What Worked (and What Didn't)

Elena scrapped most traditional growth tactics. Activation optimization—usually a growth leader's main focus—barely mattered because the agent's first generation was already intuitive. Paid acquisition had weak payback periods and wasn't a priority. SEO, once the cornerstone of organic strategy, was replaced by social media (X and LinkedIn for B2B, Instagram and TikTok for consumer).

What actually moved the needle was twofold: first, creating a "minimum lovable product" instead of a minimum viable one. Elena and her team obsessed over every interaction, asking "Does this communicate our brand?" They added delightful micro-interactions, personality, and care to the product. The company even hired a full-time "vibe coder" to prototype and ship initiatives.

Second, they innovated on growth, not optimization. Instead of tweaking existing funnels, the growth team launched new features, new use cases, new integrations. They shipped constantly to maintain "noise in the market" and give users reasons to keep coming back. Elena spends 95% of her time innovating on growth and only 5% on optimization—the opposite of her previous roles.
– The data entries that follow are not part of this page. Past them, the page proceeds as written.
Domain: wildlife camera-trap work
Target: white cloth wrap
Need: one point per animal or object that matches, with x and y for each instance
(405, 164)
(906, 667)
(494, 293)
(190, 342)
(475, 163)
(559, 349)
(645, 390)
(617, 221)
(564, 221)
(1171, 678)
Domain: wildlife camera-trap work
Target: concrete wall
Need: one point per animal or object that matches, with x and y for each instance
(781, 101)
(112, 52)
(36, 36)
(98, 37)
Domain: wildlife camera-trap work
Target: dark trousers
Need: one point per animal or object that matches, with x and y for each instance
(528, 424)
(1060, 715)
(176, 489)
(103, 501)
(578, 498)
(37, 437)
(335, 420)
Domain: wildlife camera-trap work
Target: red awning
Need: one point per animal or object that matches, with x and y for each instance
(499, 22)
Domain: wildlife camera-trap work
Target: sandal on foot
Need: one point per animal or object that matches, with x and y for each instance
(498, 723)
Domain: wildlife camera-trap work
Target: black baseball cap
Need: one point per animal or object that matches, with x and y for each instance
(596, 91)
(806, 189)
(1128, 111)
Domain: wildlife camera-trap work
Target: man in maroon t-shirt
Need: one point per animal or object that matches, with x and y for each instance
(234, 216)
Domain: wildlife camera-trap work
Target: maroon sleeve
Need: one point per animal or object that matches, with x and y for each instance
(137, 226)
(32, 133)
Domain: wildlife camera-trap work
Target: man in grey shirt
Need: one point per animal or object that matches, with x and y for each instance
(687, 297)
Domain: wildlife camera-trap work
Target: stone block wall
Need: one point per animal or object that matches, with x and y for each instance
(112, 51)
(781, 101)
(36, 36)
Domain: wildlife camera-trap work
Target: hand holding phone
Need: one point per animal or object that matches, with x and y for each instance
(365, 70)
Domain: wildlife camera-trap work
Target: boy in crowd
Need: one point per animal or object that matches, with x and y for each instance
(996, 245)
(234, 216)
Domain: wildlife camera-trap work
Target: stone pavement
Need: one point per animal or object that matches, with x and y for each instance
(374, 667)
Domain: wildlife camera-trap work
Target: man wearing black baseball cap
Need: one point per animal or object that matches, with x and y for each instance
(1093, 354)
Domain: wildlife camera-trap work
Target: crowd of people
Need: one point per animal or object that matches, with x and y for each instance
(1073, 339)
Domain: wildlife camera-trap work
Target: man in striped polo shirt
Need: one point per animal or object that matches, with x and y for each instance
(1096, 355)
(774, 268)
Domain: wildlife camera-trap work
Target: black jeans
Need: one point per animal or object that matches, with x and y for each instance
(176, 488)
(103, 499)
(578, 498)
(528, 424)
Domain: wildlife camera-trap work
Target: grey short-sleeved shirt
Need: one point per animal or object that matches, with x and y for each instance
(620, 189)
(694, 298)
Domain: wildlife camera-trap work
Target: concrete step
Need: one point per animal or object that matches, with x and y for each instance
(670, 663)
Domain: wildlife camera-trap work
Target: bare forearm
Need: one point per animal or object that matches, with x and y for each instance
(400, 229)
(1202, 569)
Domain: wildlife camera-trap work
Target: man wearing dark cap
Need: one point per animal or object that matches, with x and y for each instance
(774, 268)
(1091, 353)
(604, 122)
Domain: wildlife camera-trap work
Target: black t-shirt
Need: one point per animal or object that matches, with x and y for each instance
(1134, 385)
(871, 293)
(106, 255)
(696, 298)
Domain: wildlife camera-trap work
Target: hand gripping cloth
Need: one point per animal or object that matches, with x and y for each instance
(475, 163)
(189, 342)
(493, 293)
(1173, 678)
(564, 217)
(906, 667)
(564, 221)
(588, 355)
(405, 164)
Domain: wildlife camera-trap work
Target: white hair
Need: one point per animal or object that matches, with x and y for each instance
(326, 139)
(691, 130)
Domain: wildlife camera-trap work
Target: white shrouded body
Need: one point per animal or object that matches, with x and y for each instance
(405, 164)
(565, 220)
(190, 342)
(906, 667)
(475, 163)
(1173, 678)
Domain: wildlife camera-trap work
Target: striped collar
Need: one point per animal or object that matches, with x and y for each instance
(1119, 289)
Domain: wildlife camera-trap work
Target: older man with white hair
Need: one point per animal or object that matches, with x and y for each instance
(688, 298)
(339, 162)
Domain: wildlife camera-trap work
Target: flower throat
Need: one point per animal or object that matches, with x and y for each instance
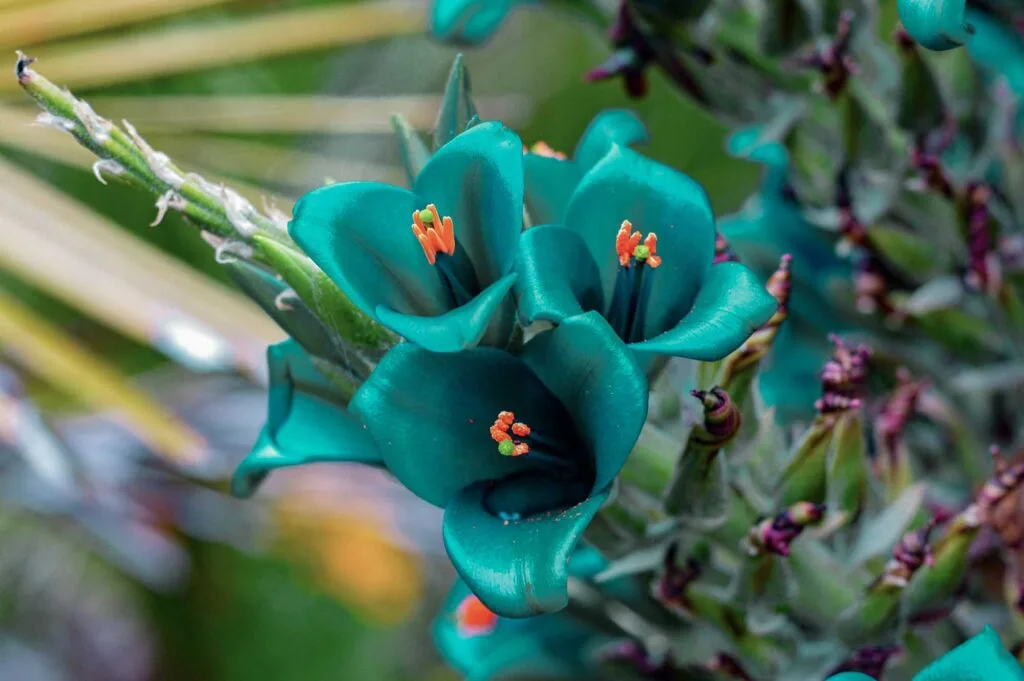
(628, 311)
(436, 237)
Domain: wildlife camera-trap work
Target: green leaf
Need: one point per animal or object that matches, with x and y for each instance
(804, 477)
(457, 105)
(909, 253)
(880, 535)
(324, 298)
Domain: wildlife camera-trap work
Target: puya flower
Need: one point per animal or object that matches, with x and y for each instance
(519, 451)
(981, 657)
(470, 22)
(484, 646)
(637, 246)
(936, 25)
(306, 420)
(436, 422)
(551, 178)
(432, 264)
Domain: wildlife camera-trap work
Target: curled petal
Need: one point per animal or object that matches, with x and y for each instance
(731, 305)
(306, 422)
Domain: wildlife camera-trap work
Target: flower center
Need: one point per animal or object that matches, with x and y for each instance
(500, 433)
(543, 149)
(473, 619)
(436, 237)
(628, 311)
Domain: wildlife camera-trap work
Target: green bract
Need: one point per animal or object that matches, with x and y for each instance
(683, 306)
(359, 235)
(510, 522)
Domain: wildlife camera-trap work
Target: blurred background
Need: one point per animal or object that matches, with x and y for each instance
(131, 373)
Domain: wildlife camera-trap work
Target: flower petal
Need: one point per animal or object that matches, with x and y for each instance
(295, 318)
(468, 22)
(588, 368)
(549, 185)
(462, 328)
(731, 305)
(477, 180)
(937, 26)
(515, 644)
(625, 185)
(359, 235)
(557, 277)
(981, 657)
(430, 416)
(306, 422)
(616, 126)
(518, 568)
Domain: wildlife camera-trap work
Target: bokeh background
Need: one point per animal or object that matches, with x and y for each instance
(131, 373)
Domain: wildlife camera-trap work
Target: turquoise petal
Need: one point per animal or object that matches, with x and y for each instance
(469, 22)
(477, 180)
(654, 198)
(463, 327)
(981, 658)
(731, 305)
(557, 277)
(518, 568)
(585, 365)
(430, 416)
(550, 182)
(306, 422)
(295, 320)
(359, 235)
(615, 126)
(549, 186)
(937, 25)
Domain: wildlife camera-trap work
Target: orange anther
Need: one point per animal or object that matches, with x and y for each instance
(628, 247)
(543, 149)
(435, 235)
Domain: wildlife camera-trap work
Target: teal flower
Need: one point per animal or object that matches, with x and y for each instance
(937, 25)
(483, 646)
(519, 451)
(551, 178)
(662, 296)
(981, 657)
(470, 22)
(306, 421)
(443, 283)
(769, 225)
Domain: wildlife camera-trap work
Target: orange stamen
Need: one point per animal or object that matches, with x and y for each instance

They also removed barriers to usage. When hackathons asked for free credits, Lovable gave them away. The company explicitly discussed how to give more product away to grow paid subscribers and market share, not to maximize revenue per user.

Where They Are Now

As of the conversation, Lovable had hit $200M ARR in under one year with 8M+ users and had recently closed a Series B at a $6B valuation. Engagement retention is strong and on par with leading SaaS companies like Miro, Dropbox, and Amplitude. Net dollar retention is healthy because users buy more credits as they build more.

Elena emphasizes that this isn't a universal playbook. The company benefits from being in a hot emerging category with explosive market demand and from being "at the right place at the right time." But within that context, the differentiators are clear: build something people genuinely love, move fast with high-agency team members, maintain a shipping cadence that keeps the product feeling alive, and amplify adoption through authentic founder and employee voices on social media. The era of software defined purely by utility is ending; the era of software that feels human and delightful is beginning.

Why It Worked
  • The product solved a genuine market gap (AI-powered no-code development) with such an intuitive first-use experience that traditional activation optimization became irrelevant, allowing the growth team to focus entirely on amplification rather than conversion.
  • By shipping marketable features weekly and having every engineer communicate directly about their work, the company created a constant stream of authentic, product-driven narratives that naturally spread through social networks faster than paid marketing could scale.
  • Word-of-mouth amplified through social media worked because the product's visual/interactive nature (vibe coding in real-time) was inherently shareable and demonstrated value instantly, making influencer content 10x more effective than abstract value propositions.
  • The usage-based pricing model aligned incentives perfectly with viral growth—users who found value immediately could start using the product at minimal cost, removing friction barriers that typically limit word-of-mouth propagation.
How to Replicate
  • 1.Obsess your core product team on the first-use experience before scaling growth, measuring whether users intuitively understand value within seconds rather than optimizing multi-step activation funnels.
  • 2.Establish a shipping cadence (weekly or more frequent) and systematically have engineering communicate new features on social media channels where your target audience congregates, treating product releases as inherent growth content.
  • 3.Replace paid acquisition channels with influencer partnerships focused on real-time product demonstrations (video or live coding) that show tangible output, since visual proof of capability drives 10x higher engagement than written marketing claims.
  • 4.Adopt usage-based pricing and remove onboarding barriers so early adopters can start extracting value immediately at low cost, maximizing the likelihood they will naturally recommend the product to peers.